The questions below are due on Friday May 08, 2026; 11:59:00 PM.
 
You are not logged in.

Please Log In for full access to the web site.
Note that this link will take you to an external site (https://shimmer.mit.edu) to authenticate, and then you will be redirected back to this page.

Question 1. Which of the following are true? Check all that apply.

Question 2. You are given some experimental data for which you can't remember whether it was generated from a quadratic or a cubic polynomial relation.

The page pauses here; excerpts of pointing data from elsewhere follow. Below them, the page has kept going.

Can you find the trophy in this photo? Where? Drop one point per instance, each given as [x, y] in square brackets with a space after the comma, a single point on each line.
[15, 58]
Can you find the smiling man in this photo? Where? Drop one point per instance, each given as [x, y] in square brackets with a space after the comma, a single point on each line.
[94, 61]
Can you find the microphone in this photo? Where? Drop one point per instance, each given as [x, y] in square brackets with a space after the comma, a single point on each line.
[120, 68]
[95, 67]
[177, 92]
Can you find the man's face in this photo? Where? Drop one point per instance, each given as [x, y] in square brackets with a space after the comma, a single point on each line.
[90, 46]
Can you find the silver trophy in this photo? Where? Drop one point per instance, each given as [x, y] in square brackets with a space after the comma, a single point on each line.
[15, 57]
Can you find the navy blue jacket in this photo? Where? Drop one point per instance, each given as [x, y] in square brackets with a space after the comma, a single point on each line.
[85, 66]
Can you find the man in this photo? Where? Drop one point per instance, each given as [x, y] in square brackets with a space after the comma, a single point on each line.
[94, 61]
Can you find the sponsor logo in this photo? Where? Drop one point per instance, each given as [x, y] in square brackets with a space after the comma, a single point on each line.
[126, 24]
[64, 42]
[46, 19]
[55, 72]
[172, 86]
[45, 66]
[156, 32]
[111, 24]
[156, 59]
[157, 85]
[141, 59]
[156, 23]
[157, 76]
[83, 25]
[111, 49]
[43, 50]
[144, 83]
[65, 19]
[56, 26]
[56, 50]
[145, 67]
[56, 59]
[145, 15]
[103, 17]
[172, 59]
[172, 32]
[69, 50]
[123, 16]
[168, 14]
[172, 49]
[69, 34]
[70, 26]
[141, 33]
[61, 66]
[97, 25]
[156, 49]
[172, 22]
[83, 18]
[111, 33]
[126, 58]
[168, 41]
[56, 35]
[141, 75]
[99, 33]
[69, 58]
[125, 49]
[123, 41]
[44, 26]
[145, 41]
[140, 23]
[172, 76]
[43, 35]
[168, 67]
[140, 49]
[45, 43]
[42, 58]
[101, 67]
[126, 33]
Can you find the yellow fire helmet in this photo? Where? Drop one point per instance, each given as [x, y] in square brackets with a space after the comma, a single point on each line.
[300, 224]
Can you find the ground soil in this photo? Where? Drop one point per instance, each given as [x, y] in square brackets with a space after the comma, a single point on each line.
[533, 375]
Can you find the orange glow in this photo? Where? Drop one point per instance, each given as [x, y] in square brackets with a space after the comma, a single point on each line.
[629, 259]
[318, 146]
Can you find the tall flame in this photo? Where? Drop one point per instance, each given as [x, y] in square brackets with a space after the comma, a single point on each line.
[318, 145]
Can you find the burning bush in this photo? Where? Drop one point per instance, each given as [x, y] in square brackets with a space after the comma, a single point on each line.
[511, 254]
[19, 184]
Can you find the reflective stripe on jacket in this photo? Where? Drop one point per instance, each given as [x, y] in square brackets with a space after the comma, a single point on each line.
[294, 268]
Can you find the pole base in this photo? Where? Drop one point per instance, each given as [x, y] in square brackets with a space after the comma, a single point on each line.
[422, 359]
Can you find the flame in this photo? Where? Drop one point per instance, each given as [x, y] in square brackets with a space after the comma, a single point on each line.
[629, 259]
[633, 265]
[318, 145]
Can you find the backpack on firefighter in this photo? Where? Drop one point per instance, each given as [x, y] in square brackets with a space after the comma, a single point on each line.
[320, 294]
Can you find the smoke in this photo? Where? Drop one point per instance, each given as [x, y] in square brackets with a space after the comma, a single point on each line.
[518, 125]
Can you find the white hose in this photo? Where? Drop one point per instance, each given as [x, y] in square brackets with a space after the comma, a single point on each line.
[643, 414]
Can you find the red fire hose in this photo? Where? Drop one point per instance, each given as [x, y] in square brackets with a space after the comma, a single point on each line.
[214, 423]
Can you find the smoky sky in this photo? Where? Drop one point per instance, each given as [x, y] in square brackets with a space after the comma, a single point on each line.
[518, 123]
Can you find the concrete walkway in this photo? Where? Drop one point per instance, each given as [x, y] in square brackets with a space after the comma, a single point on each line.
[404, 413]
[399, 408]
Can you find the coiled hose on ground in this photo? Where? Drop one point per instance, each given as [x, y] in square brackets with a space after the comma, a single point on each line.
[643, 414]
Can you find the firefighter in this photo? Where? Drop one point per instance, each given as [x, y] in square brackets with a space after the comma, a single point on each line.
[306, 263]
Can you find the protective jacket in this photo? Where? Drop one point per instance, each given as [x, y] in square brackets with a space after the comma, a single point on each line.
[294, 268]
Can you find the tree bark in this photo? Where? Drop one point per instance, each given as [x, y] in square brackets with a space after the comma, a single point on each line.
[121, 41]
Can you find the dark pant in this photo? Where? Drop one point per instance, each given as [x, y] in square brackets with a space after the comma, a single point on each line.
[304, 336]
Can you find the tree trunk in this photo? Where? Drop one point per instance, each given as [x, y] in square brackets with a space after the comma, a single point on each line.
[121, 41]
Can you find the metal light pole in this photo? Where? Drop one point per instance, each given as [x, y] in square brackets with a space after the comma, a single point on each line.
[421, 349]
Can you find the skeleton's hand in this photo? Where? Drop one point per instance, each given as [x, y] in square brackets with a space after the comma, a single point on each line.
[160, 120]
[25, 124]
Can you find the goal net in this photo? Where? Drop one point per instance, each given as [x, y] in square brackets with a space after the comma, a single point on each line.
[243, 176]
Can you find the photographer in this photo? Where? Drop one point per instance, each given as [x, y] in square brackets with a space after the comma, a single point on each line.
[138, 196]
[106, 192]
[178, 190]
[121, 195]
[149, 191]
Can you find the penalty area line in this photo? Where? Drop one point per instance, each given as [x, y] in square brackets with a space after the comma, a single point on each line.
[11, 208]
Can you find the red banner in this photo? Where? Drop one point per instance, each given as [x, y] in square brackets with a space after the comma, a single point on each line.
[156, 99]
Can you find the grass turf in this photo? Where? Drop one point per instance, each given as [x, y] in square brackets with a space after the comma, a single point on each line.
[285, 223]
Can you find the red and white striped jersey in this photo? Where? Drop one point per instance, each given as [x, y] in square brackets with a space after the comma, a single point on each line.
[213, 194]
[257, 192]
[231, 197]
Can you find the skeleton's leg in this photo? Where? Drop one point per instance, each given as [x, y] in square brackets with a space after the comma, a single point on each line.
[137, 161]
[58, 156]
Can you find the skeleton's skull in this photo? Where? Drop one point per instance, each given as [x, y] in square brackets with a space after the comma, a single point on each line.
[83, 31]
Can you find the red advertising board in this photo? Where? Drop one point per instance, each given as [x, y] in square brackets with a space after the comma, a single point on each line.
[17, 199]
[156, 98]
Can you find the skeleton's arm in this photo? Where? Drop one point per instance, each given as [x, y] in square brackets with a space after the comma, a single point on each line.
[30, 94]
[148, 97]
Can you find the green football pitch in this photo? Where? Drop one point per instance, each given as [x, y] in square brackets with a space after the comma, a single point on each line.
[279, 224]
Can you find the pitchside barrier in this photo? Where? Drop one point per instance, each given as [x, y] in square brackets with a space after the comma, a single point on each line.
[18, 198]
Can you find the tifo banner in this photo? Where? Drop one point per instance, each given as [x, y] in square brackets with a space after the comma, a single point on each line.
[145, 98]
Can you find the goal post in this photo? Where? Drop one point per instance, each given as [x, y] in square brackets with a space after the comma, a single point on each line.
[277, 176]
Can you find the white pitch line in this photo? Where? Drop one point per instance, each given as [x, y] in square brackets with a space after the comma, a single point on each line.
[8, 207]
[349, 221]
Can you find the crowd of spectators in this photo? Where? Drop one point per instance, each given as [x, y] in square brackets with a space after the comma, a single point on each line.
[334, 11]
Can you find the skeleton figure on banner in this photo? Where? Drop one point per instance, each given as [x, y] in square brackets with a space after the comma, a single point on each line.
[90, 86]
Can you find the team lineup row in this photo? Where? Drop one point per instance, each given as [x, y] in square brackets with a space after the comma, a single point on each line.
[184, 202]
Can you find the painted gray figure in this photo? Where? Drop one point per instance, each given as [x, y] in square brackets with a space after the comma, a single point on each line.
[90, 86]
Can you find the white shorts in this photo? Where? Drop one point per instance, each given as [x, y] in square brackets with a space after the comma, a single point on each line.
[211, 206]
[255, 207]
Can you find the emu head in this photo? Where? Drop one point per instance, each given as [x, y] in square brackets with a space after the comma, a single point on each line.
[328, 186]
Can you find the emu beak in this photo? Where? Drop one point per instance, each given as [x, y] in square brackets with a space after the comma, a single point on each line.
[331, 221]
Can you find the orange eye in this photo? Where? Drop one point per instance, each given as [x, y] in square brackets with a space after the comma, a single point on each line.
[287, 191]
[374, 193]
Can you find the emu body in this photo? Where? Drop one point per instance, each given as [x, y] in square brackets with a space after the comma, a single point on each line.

Write a function decide_fit_degree(x_vals, y_vals) that infers which degree model best explains how the data was likely generated.
def decide_fit_degree(x_vals, y_vals):
    """
    Determine whether a quadratic or cubic polynomial model better
    explains the experimental data.

    Parameters:
        x_vals (list): Various float values representing the inputs to the experiment.
        y_vals (list): Various float values representing the corresponding measurements.

    Return either the int 2 or the int 3 to indicate the polymial degree.
    """

You may assume that numpy is imported for you as np, and that the r_squared() and split_50_50() functions shown below are also available to you. You may also assume that random is imported for you, and you should not call random.seed() (the server will ignore any lines containing that text).

def r_squared(observed, predicted):
    """
    Return the R-squared value between observed and predicted values,
    which are lists of floats.
    """

    total_error_squared = 0
    for i in range(len(observed)):
        total_error_squared += (predicted[i] - observed[i]) ** 2

    mean_error = total_error_squared/len(observed)
    return 1 - mean_error / np.var(observed)
def split_50_50(x_vals, y_vals):
    """
    Given lists x_vals and y_vals of equal length, partition the data
    they represent into two sets of roughly equal size.

    Return a list of four elements:
        x_a: A list of the first half of the x values.
        y_a: A list of the first half of the y values.
        x_b: A list of the remaining x values.
        y_b: A list array of the remaining y values.
    """
    split = int(len(x_vals) / 2)
    x_a, y_a = x_vals[:split], y_vals[:split]
    x_b, y_b = x_vals[split:], y_vals[split:]
    return [x_a, y_a, x_b, y_b]

Note 1: The split_50_50() function we provide differs from what was shown in class, in that it always splits the data into a first half and second half. When you submit, read the test cases to see how the data is actually generated, and think about why this splitting strategy should work well for the data.

Note 2: Due to randomness in the data used by the tests, a correct solution may occasionally fail a test. If this is the case, and assuming you have a correct solution, then resubmitting will likely pass the tests.